We know that in January 1967 Wang was briefly allowed to return to Beijing pending an appeal of his exiled status. He was forbidden to paint snuff bottles during his stay in the capital, being put to work instead making souvenir badges of the Chairman. His appeal failed, and by November 1967 he was back in Hebei. We also know that by the following June of 1968, he had sufficiently convinced the cadres that he was allowed to take his first student, his nephew Wang Baichuan.
The present bottle was painted in the winter of 1967 and must have been done after his return to Hebei. Wang recalls that he took three old bottles with him into exile, hidden in his bedding. One he painted with a picture of geese, another with a black bear, and the third he does not recall, but this was not one of them. It was probably a blank he acquired during his appeal in Beijing and painted as soon as he returned to Hebei, knowing that he must come to terms with his cadres if he was to continue his art. Its superb quality represents the key to freedom for Wang to return to his beloved art on a regular basis, even if still in exile.

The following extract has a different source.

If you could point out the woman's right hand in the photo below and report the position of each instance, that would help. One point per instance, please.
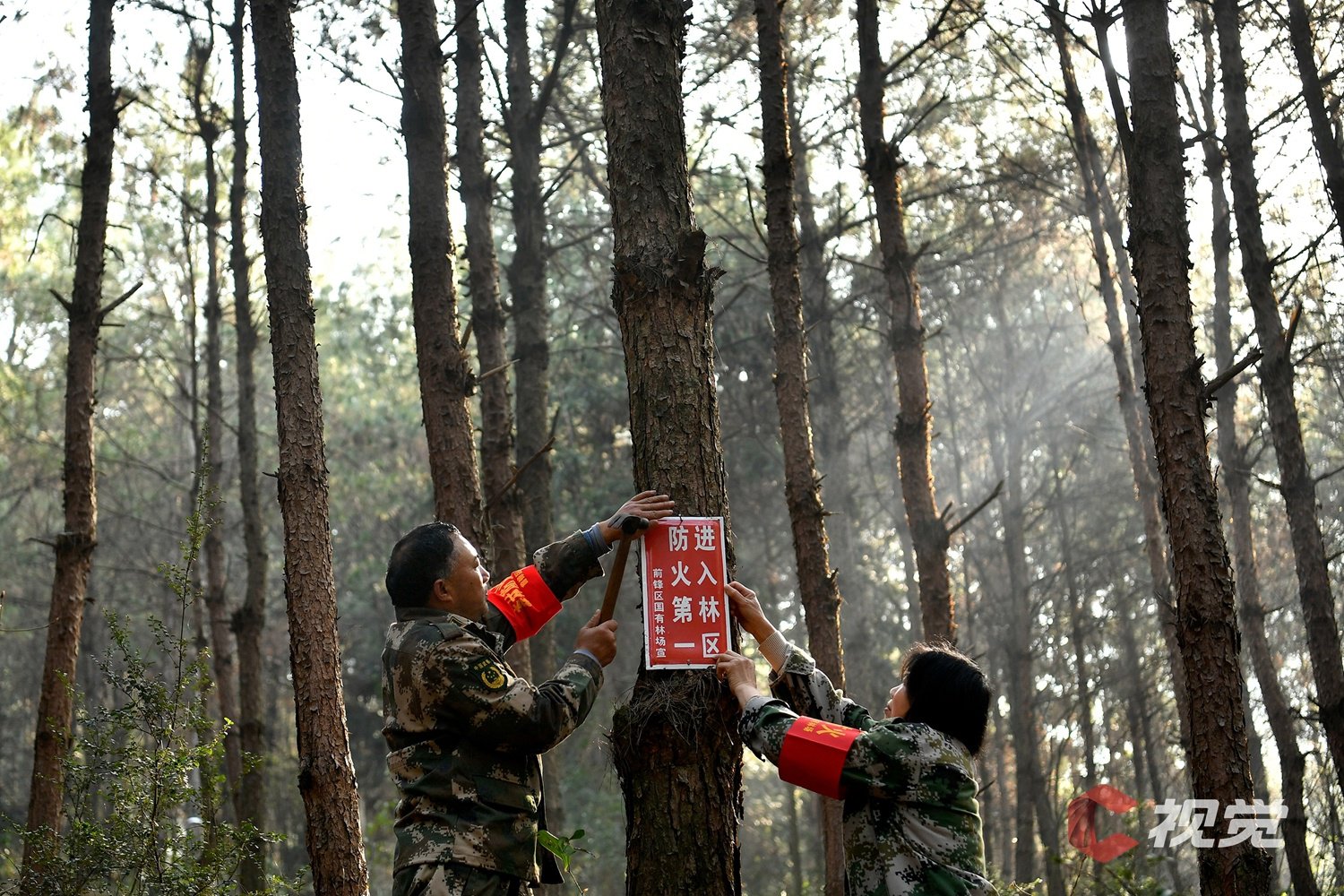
(747, 610)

At this time, Wang’s painting remained lofty and pure. He had not begun to teach a lot of students, which can sap creative energy in an artist, and he had not yet been appointed to a number of committees and political bodies, nor had he been put under commercial pressure by his status and position. Not only that, but he had to prove himself to his commune members by painting masterpieces that would be readily saleable. These various factors maintained his art at a very high level throughout the rest of the 1960s and into the 1970s.

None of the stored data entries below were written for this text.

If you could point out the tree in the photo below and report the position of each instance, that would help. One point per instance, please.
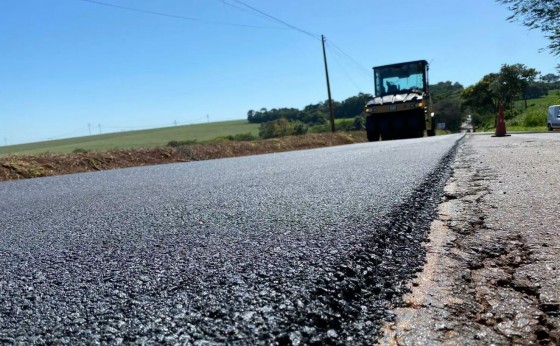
(512, 82)
(448, 111)
(538, 14)
(550, 78)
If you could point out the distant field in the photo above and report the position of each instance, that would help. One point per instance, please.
(136, 139)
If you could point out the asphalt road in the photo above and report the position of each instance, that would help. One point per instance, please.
(302, 247)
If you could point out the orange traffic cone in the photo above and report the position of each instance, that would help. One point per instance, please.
(501, 125)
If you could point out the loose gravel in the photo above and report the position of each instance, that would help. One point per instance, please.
(309, 247)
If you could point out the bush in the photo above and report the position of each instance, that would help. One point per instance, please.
(320, 128)
(243, 137)
(281, 127)
(181, 143)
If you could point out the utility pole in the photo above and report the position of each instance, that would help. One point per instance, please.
(328, 84)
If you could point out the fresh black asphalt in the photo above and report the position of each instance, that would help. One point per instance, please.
(307, 247)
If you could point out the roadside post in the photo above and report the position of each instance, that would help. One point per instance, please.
(501, 125)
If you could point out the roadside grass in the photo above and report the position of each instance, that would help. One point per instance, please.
(532, 118)
(136, 139)
(14, 167)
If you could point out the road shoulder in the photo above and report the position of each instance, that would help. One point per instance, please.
(492, 271)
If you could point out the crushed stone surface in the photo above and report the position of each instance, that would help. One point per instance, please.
(308, 247)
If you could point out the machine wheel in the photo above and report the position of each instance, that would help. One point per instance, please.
(372, 129)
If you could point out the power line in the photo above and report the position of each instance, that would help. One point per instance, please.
(243, 9)
(356, 63)
(173, 15)
(317, 37)
(336, 58)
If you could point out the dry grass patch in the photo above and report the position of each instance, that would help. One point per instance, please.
(32, 166)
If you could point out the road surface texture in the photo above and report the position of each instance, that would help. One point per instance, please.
(308, 247)
(492, 275)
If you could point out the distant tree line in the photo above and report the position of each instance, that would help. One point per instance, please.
(451, 102)
(313, 114)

Apart from the lovely bottle used here, which was once a plain crystal bottle belonging to the fifth Prince Ding (see Treasury 1, no. 150, and Treasury 2, nos. 359–364), the painting is a masterly work in its own right. It combines all of the qualities of a great Chinese painting, and exhibits Wang’s masterly brushwork as discussed under Treasury 4, no. 662 (lot 22 here). The painting may have been inspired by Zhang Daqian (1899–1983) who painted a series of works during the mid-century of birds on the branches of red-leafed maple trees. They were so distinctive that they inspired other artists of the day, and it is likely that Wang had seen such paintings, although the composition and style are entirely his own and it is possible that he arrived at a similar sort of image independently.